Even after his metanoia in the desert, doing the will of God did not always come easily to Jesus. The most dramatic instance of this: Jesus' agonizing, sleepless night in Gethsemane near the end of his life. "Take this bitter cup from me!" he rages in the darkness. Just like us, at times he resists God's call to selflessness. "Haven't I given enough?" I imagine he roars at the sky, ranting and crying and clawing at the earth. His prayer is so intense the Scriptures say he sweated blood, turning the very stones red.
These are not the actions and words of a pre-packaged Messiah. In truth, I don't want them to be. His struggles matter. His life is so much more meaningful when I think of Jesus as a developing being. He screamed. He resisted. He evolved. Just like we do. He was called, time and time again, to become a bigger vessel for God. Just as we are.
The wilderness gave Jesus strength. It is not simply a place of negation or temptation. It is also a place of preparation and perception, absent of human power structures and controls, a wild place where supernatural forces move unfettered—a place that can empower, depending upon how the experience is handled. Our wildernesses and deserts are not our endings. It is the Spirit of God who leads us about in them. They are our opportunities. (from the Renovare Spiritual Formation Bible. Contributors: Richard Foster, Dallas Willard, Walter Brueggemann, and Eugene Peterson [1989])
So what did his wilderness experience do for Jesus?
As Jim Douglass asks in the phenomenal little book Lightning East to West, what did Jesus find in the desert?
I'm not sure, but I can make some guesses.

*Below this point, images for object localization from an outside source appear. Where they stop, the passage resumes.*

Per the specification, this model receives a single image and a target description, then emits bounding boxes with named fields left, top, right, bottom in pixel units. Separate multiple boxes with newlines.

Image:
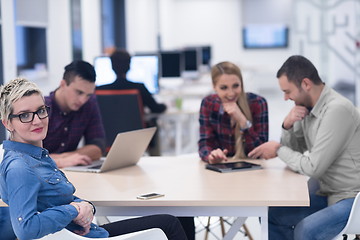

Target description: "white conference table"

left=64, top=155, right=309, bottom=240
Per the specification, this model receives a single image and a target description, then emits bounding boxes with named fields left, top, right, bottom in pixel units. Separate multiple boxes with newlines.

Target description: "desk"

left=64, top=155, right=309, bottom=240
left=156, top=109, right=199, bottom=155
left=146, top=98, right=202, bottom=155
left=155, top=74, right=213, bottom=155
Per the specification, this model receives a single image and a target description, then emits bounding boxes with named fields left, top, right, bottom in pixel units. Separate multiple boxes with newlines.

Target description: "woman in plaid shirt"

left=198, top=61, right=268, bottom=163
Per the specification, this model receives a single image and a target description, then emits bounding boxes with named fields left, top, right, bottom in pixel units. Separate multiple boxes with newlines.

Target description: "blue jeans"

left=0, top=207, right=16, bottom=240
left=269, top=178, right=354, bottom=240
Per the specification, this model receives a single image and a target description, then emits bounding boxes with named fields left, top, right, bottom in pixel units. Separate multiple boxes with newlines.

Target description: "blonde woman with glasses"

left=0, top=78, right=187, bottom=240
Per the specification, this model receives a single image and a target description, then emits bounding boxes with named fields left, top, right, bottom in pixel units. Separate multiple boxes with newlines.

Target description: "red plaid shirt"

left=198, top=93, right=268, bottom=161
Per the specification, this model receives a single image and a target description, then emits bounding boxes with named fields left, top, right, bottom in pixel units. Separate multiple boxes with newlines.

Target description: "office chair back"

left=96, top=90, right=145, bottom=152
left=333, top=192, right=360, bottom=239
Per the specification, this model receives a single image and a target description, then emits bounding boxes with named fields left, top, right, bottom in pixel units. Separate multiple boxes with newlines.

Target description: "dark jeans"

left=102, top=214, right=188, bottom=240
left=178, top=217, right=195, bottom=240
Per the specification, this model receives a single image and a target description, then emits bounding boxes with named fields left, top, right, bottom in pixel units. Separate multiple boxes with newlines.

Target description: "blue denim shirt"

left=0, top=141, right=108, bottom=239
left=0, top=207, right=16, bottom=240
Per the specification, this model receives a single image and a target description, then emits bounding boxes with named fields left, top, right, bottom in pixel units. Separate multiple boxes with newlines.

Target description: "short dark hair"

left=276, top=55, right=323, bottom=88
left=62, top=60, right=96, bottom=85
left=110, top=49, right=131, bottom=75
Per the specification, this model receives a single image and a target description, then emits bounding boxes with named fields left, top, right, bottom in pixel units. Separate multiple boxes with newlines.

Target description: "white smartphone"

left=136, top=192, right=165, bottom=200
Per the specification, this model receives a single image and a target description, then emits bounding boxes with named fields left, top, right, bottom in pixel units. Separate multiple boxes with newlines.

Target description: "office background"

left=0, top=1, right=359, bottom=238
left=0, top=0, right=359, bottom=143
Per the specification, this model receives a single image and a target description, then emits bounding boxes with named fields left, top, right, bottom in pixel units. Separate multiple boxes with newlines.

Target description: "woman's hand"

left=223, top=102, right=248, bottom=128
left=70, top=201, right=94, bottom=234
left=208, top=148, right=228, bottom=164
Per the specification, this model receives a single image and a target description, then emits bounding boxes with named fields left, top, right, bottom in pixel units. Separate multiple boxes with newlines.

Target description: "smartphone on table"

left=137, top=193, right=165, bottom=200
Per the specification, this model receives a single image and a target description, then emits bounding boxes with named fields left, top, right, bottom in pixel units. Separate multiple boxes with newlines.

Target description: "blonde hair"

left=211, top=62, right=252, bottom=158
left=0, top=78, right=43, bottom=122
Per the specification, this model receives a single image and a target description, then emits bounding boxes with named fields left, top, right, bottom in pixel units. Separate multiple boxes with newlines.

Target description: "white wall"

left=2, top=0, right=358, bottom=104
left=170, top=0, right=243, bottom=64
left=81, top=0, right=102, bottom=64
left=293, top=0, right=359, bottom=104
left=125, top=0, right=159, bottom=54
left=46, top=0, right=73, bottom=94
left=125, top=0, right=296, bottom=79
left=1, top=0, right=17, bottom=83
left=125, top=0, right=359, bottom=100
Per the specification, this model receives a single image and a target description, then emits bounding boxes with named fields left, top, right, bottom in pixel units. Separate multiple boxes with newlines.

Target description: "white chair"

left=0, top=143, right=4, bottom=163
left=333, top=192, right=360, bottom=240
left=38, top=228, right=168, bottom=240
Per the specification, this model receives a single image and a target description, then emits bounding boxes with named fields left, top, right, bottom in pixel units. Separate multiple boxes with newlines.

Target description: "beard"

left=295, top=87, right=313, bottom=108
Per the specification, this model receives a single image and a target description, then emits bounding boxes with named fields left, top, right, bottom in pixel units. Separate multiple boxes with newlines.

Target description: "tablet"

left=206, top=161, right=262, bottom=173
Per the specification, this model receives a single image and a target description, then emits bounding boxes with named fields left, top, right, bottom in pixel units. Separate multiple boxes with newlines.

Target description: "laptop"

left=206, top=160, right=262, bottom=173
left=63, top=127, right=156, bottom=173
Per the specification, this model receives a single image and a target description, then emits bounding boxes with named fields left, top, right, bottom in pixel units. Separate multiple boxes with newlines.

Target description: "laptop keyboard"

left=89, top=164, right=102, bottom=169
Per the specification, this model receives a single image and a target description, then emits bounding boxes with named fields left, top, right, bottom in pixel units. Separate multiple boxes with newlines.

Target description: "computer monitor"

left=126, top=53, right=160, bottom=94
left=94, top=56, right=116, bottom=86
left=160, top=51, right=183, bottom=78
left=201, top=46, right=211, bottom=66
left=181, top=48, right=201, bottom=79
left=183, top=48, right=201, bottom=71
left=242, top=24, right=289, bottom=49
left=94, top=54, right=160, bottom=94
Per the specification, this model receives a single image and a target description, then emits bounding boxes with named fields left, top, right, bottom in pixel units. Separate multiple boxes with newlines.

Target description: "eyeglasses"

left=9, top=106, right=50, bottom=123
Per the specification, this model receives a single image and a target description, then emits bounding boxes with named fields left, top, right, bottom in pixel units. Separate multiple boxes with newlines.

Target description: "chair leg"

left=204, top=217, right=226, bottom=239
left=219, top=217, right=226, bottom=236
left=242, top=223, right=254, bottom=240
left=203, top=217, right=254, bottom=240
left=204, top=217, right=211, bottom=240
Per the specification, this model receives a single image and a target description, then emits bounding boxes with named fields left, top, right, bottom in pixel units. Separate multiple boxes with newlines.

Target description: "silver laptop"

left=63, top=127, right=156, bottom=173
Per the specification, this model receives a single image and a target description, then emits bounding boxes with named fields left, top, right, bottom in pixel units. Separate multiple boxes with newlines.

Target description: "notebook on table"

left=63, top=127, right=156, bottom=173
left=206, top=160, right=262, bottom=173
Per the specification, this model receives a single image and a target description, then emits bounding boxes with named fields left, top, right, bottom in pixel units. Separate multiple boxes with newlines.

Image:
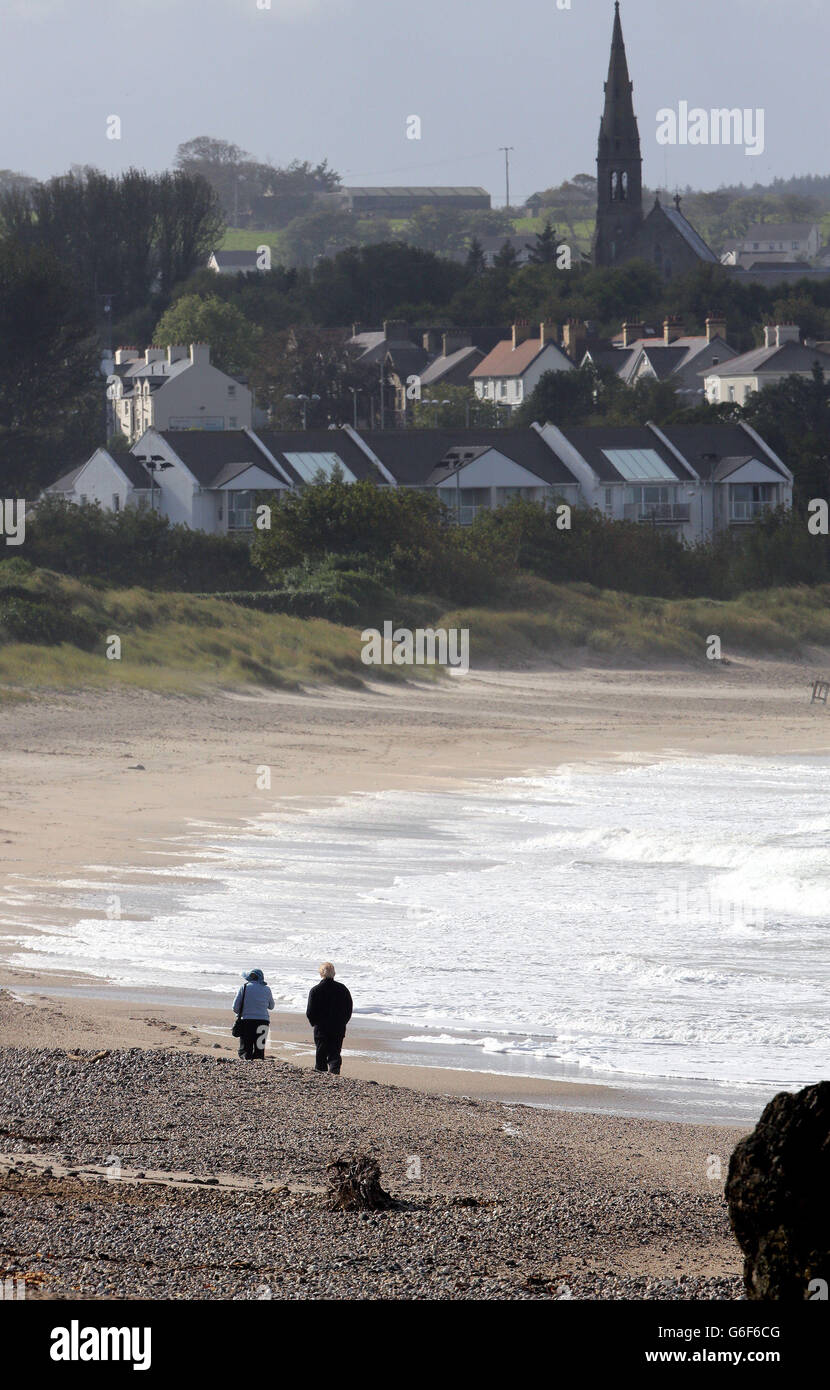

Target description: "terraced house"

left=46, top=420, right=792, bottom=543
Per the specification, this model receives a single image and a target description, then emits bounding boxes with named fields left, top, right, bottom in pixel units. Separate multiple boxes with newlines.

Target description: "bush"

left=0, top=594, right=99, bottom=648
left=23, top=497, right=262, bottom=591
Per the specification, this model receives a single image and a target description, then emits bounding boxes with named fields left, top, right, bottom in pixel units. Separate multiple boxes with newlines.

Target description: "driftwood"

left=326, top=1152, right=396, bottom=1211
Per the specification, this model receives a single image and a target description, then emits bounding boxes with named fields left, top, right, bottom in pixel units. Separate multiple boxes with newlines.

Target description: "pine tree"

left=527, top=219, right=559, bottom=264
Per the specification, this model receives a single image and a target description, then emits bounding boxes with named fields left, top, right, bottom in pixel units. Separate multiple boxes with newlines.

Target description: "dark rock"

left=326, top=1152, right=396, bottom=1212
left=726, top=1081, right=830, bottom=1300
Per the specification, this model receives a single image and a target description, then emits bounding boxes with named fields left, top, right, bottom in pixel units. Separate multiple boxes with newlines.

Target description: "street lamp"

left=424, top=397, right=451, bottom=426
left=136, top=454, right=172, bottom=513
left=285, top=393, right=321, bottom=429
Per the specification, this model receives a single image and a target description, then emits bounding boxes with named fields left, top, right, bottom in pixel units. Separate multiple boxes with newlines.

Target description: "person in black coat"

left=306, top=962, right=353, bottom=1074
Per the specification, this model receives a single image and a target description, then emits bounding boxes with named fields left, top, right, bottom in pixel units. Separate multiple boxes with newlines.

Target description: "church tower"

left=593, top=2, right=644, bottom=267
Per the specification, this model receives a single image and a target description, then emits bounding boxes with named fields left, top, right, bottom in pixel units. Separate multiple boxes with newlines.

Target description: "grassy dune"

left=2, top=568, right=830, bottom=696
left=0, top=573, right=414, bottom=695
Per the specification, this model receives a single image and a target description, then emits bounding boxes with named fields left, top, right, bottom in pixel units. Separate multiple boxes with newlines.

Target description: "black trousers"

left=238, top=1018, right=269, bottom=1060
left=313, top=1026, right=345, bottom=1073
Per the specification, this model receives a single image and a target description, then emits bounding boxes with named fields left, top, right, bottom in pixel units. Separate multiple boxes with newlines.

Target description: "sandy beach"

left=1, top=657, right=828, bottom=1297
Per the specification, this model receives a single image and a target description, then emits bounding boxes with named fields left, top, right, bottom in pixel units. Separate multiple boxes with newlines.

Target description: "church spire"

left=593, top=2, right=644, bottom=267
left=598, top=0, right=641, bottom=162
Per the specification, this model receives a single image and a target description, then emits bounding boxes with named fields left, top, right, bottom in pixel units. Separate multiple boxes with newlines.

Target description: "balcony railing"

left=448, top=504, right=488, bottom=526
left=623, top=503, right=691, bottom=523
left=730, top=500, right=775, bottom=522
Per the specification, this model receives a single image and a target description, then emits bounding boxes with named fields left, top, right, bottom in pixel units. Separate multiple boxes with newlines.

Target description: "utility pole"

left=499, top=146, right=514, bottom=211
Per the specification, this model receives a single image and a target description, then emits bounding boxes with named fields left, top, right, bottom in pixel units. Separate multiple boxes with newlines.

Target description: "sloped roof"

left=704, top=340, right=830, bottom=378
left=555, top=426, right=696, bottom=483
left=357, top=428, right=580, bottom=488
left=659, top=204, right=719, bottom=263
left=210, top=250, right=260, bottom=267
left=46, top=464, right=86, bottom=493
left=744, top=223, right=817, bottom=242
left=471, top=337, right=569, bottom=379
left=150, top=430, right=283, bottom=487
left=253, top=429, right=384, bottom=486
left=419, top=345, right=483, bottom=386
left=384, top=345, right=429, bottom=379
left=655, top=424, right=789, bottom=482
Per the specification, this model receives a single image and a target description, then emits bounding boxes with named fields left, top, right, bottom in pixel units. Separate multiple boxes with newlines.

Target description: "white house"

left=731, top=223, right=821, bottom=265
left=45, top=423, right=791, bottom=542
left=703, top=325, right=830, bottom=406
left=537, top=421, right=792, bottom=541
left=109, top=344, right=253, bottom=443
left=353, top=428, right=581, bottom=525
left=47, top=448, right=154, bottom=511
left=606, top=317, right=739, bottom=398
left=469, top=322, right=574, bottom=410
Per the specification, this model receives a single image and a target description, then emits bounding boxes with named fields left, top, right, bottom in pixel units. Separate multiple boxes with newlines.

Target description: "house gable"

left=436, top=450, right=548, bottom=490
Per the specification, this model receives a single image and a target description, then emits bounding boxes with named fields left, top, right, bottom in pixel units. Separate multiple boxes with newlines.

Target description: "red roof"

left=470, top=337, right=551, bottom=378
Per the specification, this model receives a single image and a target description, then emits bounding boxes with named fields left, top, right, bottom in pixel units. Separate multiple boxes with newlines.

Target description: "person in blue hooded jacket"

left=232, top=968, right=274, bottom=1060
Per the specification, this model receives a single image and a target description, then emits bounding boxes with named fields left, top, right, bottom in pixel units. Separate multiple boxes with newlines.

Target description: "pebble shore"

left=0, top=1047, right=744, bottom=1300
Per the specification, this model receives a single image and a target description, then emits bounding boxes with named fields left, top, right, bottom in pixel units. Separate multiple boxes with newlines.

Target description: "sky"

left=0, top=0, right=824, bottom=200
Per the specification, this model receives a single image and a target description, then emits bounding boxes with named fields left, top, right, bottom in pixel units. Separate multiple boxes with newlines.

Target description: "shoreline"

left=0, top=980, right=761, bottom=1124
left=2, top=662, right=826, bottom=1128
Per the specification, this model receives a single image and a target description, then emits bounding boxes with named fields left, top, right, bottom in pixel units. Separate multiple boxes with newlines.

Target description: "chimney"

left=705, top=313, right=727, bottom=344
left=167, top=345, right=188, bottom=363
left=621, top=321, right=646, bottom=348
left=422, top=328, right=441, bottom=354
left=442, top=329, right=472, bottom=356
left=383, top=319, right=409, bottom=342
left=114, top=347, right=140, bottom=364
left=562, top=319, right=586, bottom=361
left=189, top=342, right=210, bottom=366
left=512, top=320, right=533, bottom=349
left=775, top=323, right=800, bottom=346
left=539, top=321, right=560, bottom=349
left=663, top=316, right=684, bottom=345
left=144, top=347, right=165, bottom=364
left=763, top=325, right=776, bottom=348
left=351, top=322, right=362, bottom=337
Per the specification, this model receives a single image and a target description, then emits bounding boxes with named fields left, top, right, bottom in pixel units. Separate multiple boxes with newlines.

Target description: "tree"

left=0, top=239, right=99, bottom=492
left=403, top=206, right=468, bottom=258
left=514, top=367, right=599, bottom=426
left=0, top=167, right=222, bottom=323
left=493, top=240, right=520, bottom=269
left=152, top=294, right=262, bottom=376
left=526, top=219, right=560, bottom=264
left=279, top=208, right=356, bottom=268
left=465, top=237, right=487, bottom=276
left=741, top=365, right=830, bottom=505
left=253, top=325, right=375, bottom=426
left=411, top=384, right=499, bottom=428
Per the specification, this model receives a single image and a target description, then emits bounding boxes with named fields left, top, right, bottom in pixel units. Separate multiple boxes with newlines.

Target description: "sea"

left=3, top=754, right=829, bottom=1121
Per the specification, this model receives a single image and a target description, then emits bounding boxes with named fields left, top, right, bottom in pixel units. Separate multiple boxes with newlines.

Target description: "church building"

left=593, top=3, right=719, bottom=277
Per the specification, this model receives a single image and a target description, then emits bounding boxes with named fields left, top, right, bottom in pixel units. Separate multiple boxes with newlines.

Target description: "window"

left=227, top=385, right=236, bottom=398
left=112, top=494, right=120, bottom=512
left=283, top=451, right=357, bottom=484
left=605, top=488, right=613, bottom=507
left=731, top=483, right=777, bottom=520
left=229, top=417, right=237, bottom=428
left=728, top=386, right=736, bottom=402
left=80, top=494, right=88, bottom=504
left=227, top=489, right=255, bottom=530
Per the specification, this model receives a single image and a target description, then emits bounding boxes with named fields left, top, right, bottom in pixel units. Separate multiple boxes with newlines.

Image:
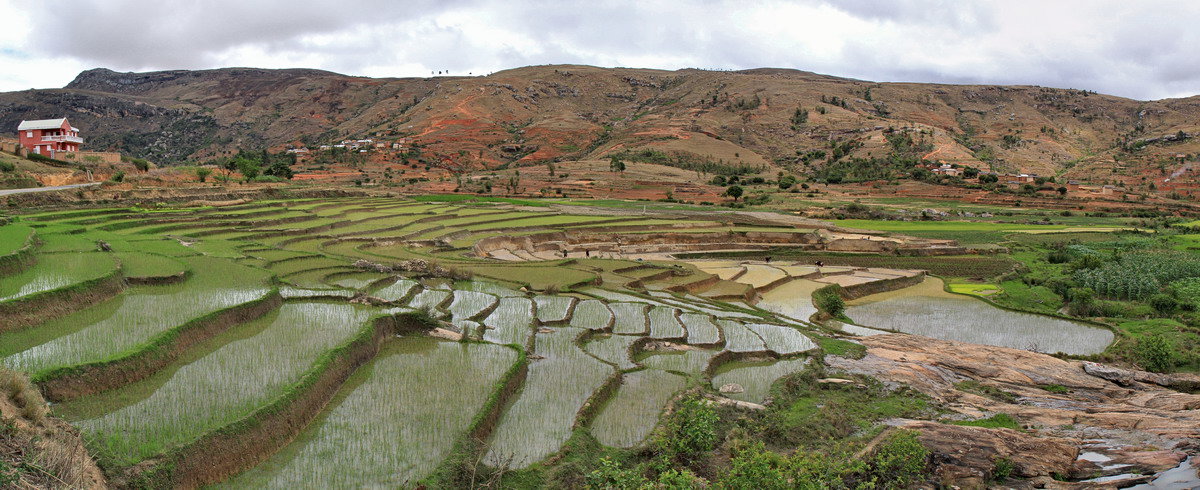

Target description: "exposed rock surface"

left=826, top=333, right=1200, bottom=487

Richard Rohr asserts that if you are going to say "thy kingdom come," in the next breath you need to say "my kingdom go." I'm guessing Jesus did exactly that: in the wilderness he experienced radical emptying—kenosis—prior to being filled with an incredibly deep assurance of identity, purpose, abundance, and radical grace. Could it be that Jesus became his divine potential because of his testing in the desert? Could it be that—in the midst of his desert sojourn—Jesus experienced such profoundly deep union with God that he became one with God?
My gut tells me yes, and the Scriptures resonate. It was only after his baptism in the desert by John that Jesus understood himself as an utterly beloved child of God. It was only after the wilderness that Jesus dared to name the Creator "Abba"—an intimate word we would translate as "Daddy," his one and only provider, source, guide, and caretaker. Only after the wilderness did he call the universe abundant. Only after the wilderness did Jesus begin his public ministry of personal and social transformation, daring people to repent, to turn their lives from Empire and turn them over to an all-embracing, extravagant God, just as he had.